In consideration of the current COVID-19 pandemic situation, the Court strongly encourages that appearances on all proceedings, including this one, be made by LACourtConnect if the parties do not submit on the tentative.  If you instead intend to make an appearance in person at Court on this matter, you must send an email by 2 p.m. on the last Court day before the scheduled date of the hearing to SMC_DEPT56@lacourt.org stating your intention to appear in person.  The Court will then inform you by close of business that day of the time your hearing will be held. The time set for the hearing may be at any time during that scheduled hearing day, or it may be necessary to schedule the hearing for another date if the Court is unable to accommodate all personal appearances set on that date.  This rule is necessary to ensure that adequate precautions can be taken for proper social distancing.

 

Parties who intend to submit on this tentative must send an email to the Court at SMC_DEPT56@lacourt.org as directed by the instructions provided on the court website at www.lacourt.org.  If the department does not receive an email and there are no appearances at the hearing, the motion will be placed off calendar.

 

         Dated this 30th day of September 2022

 

 

 

 

Hon. Holly J. Fujie

Judge of the Superior Court

 

 

 



[1] As the Opposition incorporates the ex parte application in its entirety and does not raise new arguments, the Court refers to the documents collectively as the Opposition.

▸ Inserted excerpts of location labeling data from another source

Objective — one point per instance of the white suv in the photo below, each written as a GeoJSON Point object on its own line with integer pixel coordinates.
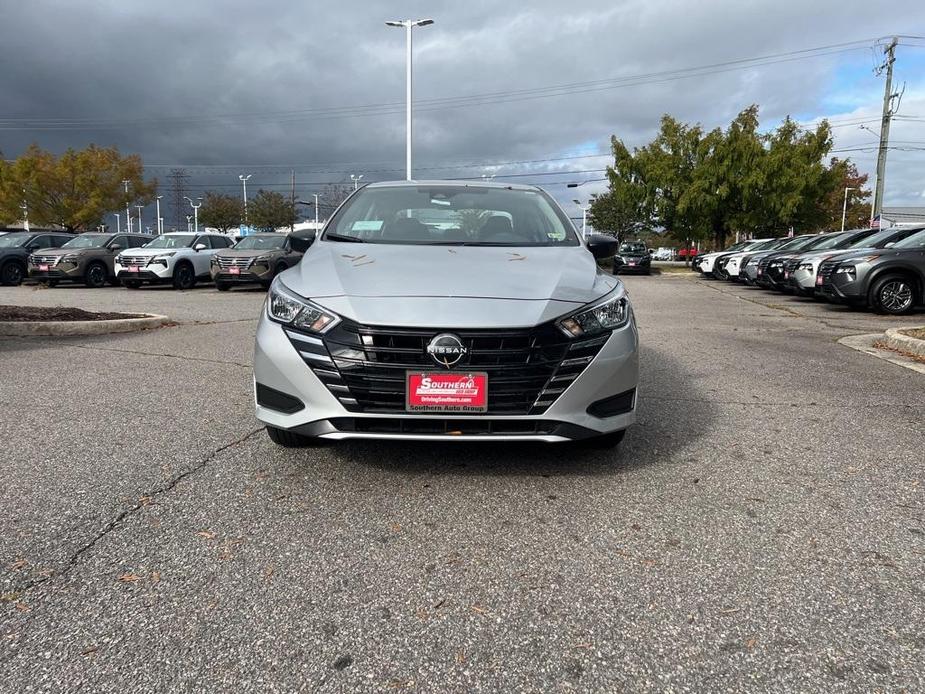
{"type": "Point", "coordinates": [178, 258]}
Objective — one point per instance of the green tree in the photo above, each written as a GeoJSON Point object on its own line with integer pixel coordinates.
{"type": "Point", "coordinates": [268, 211]}
{"type": "Point", "coordinates": [221, 211]}
{"type": "Point", "coordinates": [75, 190]}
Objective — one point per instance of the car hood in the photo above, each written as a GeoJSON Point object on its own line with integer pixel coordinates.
{"type": "Point", "coordinates": [448, 286]}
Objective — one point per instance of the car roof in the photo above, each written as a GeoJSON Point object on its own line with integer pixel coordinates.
{"type": "Point", "coordinates": [453, 184]}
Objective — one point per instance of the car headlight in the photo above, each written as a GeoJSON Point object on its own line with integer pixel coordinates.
{"type": "Point", "coordinates": [284, 306]}
{"type": "Point", "coordinates": [606, 315]}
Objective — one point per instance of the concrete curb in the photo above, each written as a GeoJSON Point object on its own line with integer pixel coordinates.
{"type": "Point", "coordinates": [82, 327]}
{"type": "Point", "coordinates": [904, 343]}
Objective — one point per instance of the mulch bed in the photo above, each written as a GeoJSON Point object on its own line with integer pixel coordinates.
{"type": "Point", "coordinates": [57, 313]}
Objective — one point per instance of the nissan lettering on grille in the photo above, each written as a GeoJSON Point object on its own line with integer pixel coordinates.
{"type": "Point", "coordinates": [446, 349]}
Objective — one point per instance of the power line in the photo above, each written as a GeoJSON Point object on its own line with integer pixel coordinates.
{"type": "Point", "coordinates": [97, 123]}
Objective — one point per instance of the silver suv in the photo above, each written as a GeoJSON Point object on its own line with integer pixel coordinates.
{"type": "Point", "coordinates": [181, 259]}
{"type": "Point", "coordinates": [447, 311]}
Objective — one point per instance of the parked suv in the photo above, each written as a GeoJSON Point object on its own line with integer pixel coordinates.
{"type": "Point", "coordinates": [448, 311]}
{"type": "Point", "coordinates": [802, 270]}
{"type": "Point", "coordinates": [889, 280]}
{"type": "Point", "coordinates": [255, 258]}
{"type": "Point", "coordinates": [179, 258]}
{"type": "Point", "coordinates": [633, 256]}
{"type": "Point", "coordinates": [15, 248]}
{"type": "Point", "coordinates": [87, 258]}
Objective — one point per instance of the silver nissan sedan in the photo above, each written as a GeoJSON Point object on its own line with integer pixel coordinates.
{"type": "Point", "coordinates": [447, 311]}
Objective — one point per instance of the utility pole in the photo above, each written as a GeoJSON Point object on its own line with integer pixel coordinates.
{"type": "Point", "coordinates": [888, 97]}
{"type": "Point", "coordinates": [128, 213]}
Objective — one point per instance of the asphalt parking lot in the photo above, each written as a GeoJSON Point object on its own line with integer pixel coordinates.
{"type": "Point", "coordinates": [761, 528]}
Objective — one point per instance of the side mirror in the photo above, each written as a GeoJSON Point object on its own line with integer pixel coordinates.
{"type": "Point", "coordinates": [602, 246]}
{"type": "Point", "coordinates": [302, 240]}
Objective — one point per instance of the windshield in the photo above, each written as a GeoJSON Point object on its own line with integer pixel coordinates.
{"type": "Point", "coordinates": [172, 241]}
{"type": "Point", "coordinates": [13, 240]}
{"type": "Point", "coordinates": [88, 241]}
{"type": "Point", "coordinates": [914, 241]}
{"type": "Point", "coordinates": [633, 248]}
{"type": "Point", "coordinates": [452, 215]}
{"type": "Point", "coordinates": [260, 243]}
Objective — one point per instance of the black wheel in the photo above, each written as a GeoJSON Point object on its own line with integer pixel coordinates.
{"type": "Point", "coordinates": [96, 275]}
{"type": "Point", "coordinates": [894, 295]}
{"type": "Point", "coordinates": [12, 274]}
{"type": "Point", "coordinates": [288, 439]}
{"type": "Point", "coordinates": [183, 276]}
{"type": "Point", "coordinates": [610, 440]}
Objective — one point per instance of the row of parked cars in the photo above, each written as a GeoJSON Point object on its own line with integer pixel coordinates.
{"type": "Point", "coordinates": [883, 270]}
{"type": "Point", "coordinates": [179, 259]}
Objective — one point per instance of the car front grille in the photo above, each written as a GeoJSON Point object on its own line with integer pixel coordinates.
{"type": "Point", "coordinates": [365, 367]}
{"type": "Point", "coordinates": [225, 262]}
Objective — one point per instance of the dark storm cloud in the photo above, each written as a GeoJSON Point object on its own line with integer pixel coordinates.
{"type": "Point", "coordinates": [153, 62]}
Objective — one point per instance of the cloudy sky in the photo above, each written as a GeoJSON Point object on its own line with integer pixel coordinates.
{"type": "Point", "coordinates": [527, 90]}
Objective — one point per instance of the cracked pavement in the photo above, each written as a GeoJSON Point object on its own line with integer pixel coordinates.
{"type": "Point", "coordinates": [761, 528]}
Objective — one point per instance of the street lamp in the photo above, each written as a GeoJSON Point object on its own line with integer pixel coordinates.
{"type": "Point", "coordinates": [160, 229]}
{"type": "Point", "coordinates": [195, 212]}
{"type": "Point", "coordinates": [243, 180]}
{"type": "Point", "coordinates": [128, 214]}
{"type": "Point", "coordinates": [844, 208]}
{"type": "Point", "coordinates": [408, 24]}
{"type": "Point", "coordinates": [584, 216]}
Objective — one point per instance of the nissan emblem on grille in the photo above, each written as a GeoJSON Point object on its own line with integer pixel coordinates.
{"type": "Point", "coordinates": [446, 349]}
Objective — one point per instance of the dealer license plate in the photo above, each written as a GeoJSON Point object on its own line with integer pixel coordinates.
{"type": "Point", "coordinates": [461, 393]}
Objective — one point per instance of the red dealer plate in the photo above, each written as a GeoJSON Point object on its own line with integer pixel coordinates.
{"type": "Point", "coordinates": [462, 393]}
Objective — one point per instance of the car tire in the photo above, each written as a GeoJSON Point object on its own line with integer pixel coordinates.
{"type": "Point", "coordinates": [11, 274]}
{"type": "Point", "coordinates": [610, 440]}
{"type": "Point", "coordinates": [184, 277]}
{"type": "Point", "coordinates": [96, 275]}
{"type": "Point", "coordinates": [894, 295]}
{"type": "Point", "coordinates": [288, 439]}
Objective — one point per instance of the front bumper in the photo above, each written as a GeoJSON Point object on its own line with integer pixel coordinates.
{"type": "Point", "coordinates": [614, 371]}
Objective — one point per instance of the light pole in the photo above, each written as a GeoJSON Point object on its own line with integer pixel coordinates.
{"type": "Point", "coordinates": [243, 180]}
{"type": "Point", "coordinates": [195, 212]}
{"type": "Point", "coordinates": [584, 216]}
{"type": "Point", "coordinates": [844, 208]}
{"type": "Point", "coordinates": [157, 200]}
{"type": "Point", "coordinates": [409, 25]}
{"type": "Point", "coordinates": [128, 214]}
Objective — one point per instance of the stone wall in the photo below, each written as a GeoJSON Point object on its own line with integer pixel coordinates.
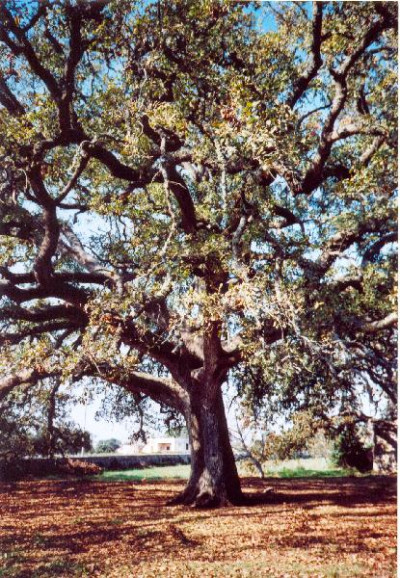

[2] In her concurring opinion, Justice Sotomayor acknowledged the California Supreme Court’s authority to determine the issue of a Plaintiff’s standing to adjudicate severed PAGA representative claims in light of the Viking River Cruises holding.  (See Viking River, supra, 142 S.Ct. at 1925 (conc. opn. of Sotomayor, J.) (“Of course, if this Court's understanding of state law is wrong, California courts, in an appropriate case, will have the last word.”).)